A única coisa boa que a decadente França produzia (antes de ser neocolônia estadunidense) era vinho… agora prefiro os argentinos, chilenos e uruguaios!!!!!!!!!!!!!!!!!!!!!!!!

Luc

"…Afinal, para que esse blá-blá-blá se, como a própria capa de Veja mostra, existe uma nova ciência, a "tecnofísica", que explica "por que as pessoas mais altas são mais saudáveis e tendem a ser mais bem-sucedidas", e essa revelação apaga toda as estrepulias do bando de Demóstenes/Cachoeira?…"

http://cronicasdomotta.blogspot.com.br/2012/04/et

mfs

O contexto brasileiro é diferente.
Lá, o avanço das forças produtivas e os direitos sociais são muito maiores.
No Brasil, reformas social-democratas podem ser consideradas altamente radicais e demandam agudas batalhas de classes até serem implementadas.
Ou seja, aqui a social-democracia petista ainda é altamente progressista.
Na Europa Ocidental, cada vez mais, a social-democracia é terceira via, ou seja, mais do mesmo.
A velha cartilha de 1848 que sustentava que as contradições seriam maiores onde o capitalismo é avançado parece que volta a se configurar.
É por isso que os brasileiros ainda sonham com empreededorismo e os franceses tiram o mofo de cima de Karl Marx e voltam a ler – e agir! – com consciência.

    EUNAOSABIA

    """"Ou seja, aqui a social-democracia petista ainda é altamente progressista. """

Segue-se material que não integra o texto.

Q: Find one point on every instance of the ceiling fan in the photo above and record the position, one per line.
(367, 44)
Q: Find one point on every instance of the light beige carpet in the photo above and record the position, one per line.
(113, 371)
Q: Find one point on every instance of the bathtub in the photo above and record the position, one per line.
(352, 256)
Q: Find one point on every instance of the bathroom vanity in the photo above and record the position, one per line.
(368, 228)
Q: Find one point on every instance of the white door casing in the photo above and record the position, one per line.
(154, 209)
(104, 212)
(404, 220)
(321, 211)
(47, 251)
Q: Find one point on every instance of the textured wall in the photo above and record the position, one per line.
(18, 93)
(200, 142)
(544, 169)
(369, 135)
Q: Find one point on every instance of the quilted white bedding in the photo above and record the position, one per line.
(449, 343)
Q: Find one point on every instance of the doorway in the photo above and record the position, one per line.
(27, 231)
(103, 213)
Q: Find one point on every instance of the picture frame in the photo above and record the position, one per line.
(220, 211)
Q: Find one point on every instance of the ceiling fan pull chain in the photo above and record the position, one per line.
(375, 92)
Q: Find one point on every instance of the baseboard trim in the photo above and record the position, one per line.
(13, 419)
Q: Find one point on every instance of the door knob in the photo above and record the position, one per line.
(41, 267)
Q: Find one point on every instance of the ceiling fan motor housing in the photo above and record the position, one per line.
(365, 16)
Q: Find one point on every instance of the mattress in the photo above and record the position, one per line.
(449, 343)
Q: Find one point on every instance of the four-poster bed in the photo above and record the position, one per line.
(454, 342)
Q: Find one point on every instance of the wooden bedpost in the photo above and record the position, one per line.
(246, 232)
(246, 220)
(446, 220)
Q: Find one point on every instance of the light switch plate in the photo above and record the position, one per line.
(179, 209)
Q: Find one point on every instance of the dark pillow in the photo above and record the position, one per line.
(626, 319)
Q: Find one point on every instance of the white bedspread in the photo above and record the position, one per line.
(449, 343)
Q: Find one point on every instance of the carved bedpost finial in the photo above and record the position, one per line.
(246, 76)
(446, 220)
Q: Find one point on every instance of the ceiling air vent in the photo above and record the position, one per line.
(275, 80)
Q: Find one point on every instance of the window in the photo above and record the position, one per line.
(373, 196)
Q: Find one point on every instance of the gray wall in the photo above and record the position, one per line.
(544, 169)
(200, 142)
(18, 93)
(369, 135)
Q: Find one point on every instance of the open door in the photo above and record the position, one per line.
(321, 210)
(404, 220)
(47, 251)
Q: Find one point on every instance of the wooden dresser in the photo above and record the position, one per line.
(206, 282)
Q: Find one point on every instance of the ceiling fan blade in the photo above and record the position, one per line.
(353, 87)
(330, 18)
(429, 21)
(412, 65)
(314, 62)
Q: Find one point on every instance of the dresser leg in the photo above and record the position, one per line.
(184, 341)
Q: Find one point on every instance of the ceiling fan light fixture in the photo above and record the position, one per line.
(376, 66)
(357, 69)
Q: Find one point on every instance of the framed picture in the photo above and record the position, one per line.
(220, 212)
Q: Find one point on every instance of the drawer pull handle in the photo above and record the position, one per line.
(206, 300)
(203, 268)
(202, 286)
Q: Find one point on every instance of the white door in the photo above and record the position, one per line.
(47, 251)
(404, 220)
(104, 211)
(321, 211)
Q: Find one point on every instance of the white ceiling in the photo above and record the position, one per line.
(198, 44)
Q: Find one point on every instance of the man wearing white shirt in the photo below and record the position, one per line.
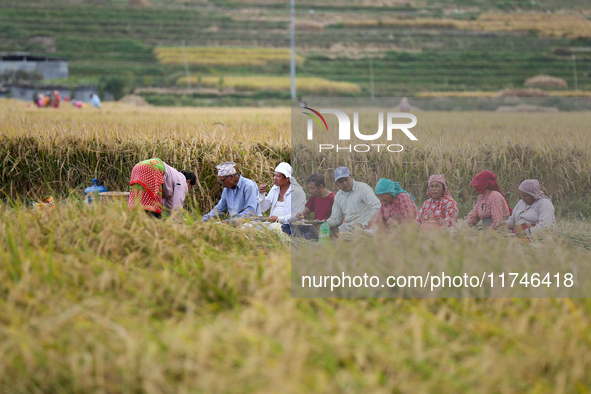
(286, 198)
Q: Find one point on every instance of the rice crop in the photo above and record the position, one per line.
(551, 93)
(220, 56)
(101, 299)
(60, 151)
(567, 26)
(309, 85)
(550, 147)
(104, 300)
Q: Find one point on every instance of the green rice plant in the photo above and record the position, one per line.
(109, 300)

    Que? progressista como assim rapaz? aliado do capital financeiro nacional e externo? pagando as maiores taxas de juros do mundo? onde um mês de juros fariam 5 copas do mundo ou três anos de bolsa família? bancando "projetos" claramente de interesse das grandes empreiteiras? dando uma total sequência ao mesmo modelo econômico do governo anterior, o mesmíssimo modelo, com a responsabilidade fiscal, metas de inflação e a garantia do superávit primário (garantia do pagamento dos juros da dívida), tudo como manda o FMI… ou não? se apoderando de tudo como se fosse obra sua, e se aliando ao que há de mais retrógrado e atrasado na política nacional, ressuscitando velhos fantasmas já sepultos…. tipos como Sareny, Collor, Renan, Jucá…. amigo… seja um pouco mais coerente, tem horas que a forçada de barra de vocês vai além do razoável.

    Tenha um bom domingo.

abolicionista

Gostei do texto, mas acho necessário se questionar sobre o papel do voto hoje. Penso que, no caso da europa, seja praticamente nulo. De que adianta eleger um candidato de esquerda e crítico do "modelo neoliberal" se, quando o banco central europeu engrossar a voz, a gente sabe que ele vai tomar as mesmas "medidas de austeridade" necessárias para "salvar o país" (expressão que significa: jogar uma grande parte da população na miséria para salvar a elite rentista)? Na Grécia não foi diferente, um primeiro ministro socialista tomando medidas neoliberais (que de "neo", pelo visto, não têm nada exceto o cinismo, ou seja, o fato de que não acreditam na própria eficiência). A consequência desses governos de esquerda pragmática foi um enorme desgaste político para toda a esquerda, inclusive aquela que pensa em mudanças sistêmicas. Acho que chegou a hora do eleitor europeu anular seu voto para demonstrar, com essa atitude, que não acredita na farsa da democracia européia, com seus governantes fantoches governados pelos grandes grupos de capital.

EUNAOSABIA

Tem gente que acha que dinheiro dá em árvores.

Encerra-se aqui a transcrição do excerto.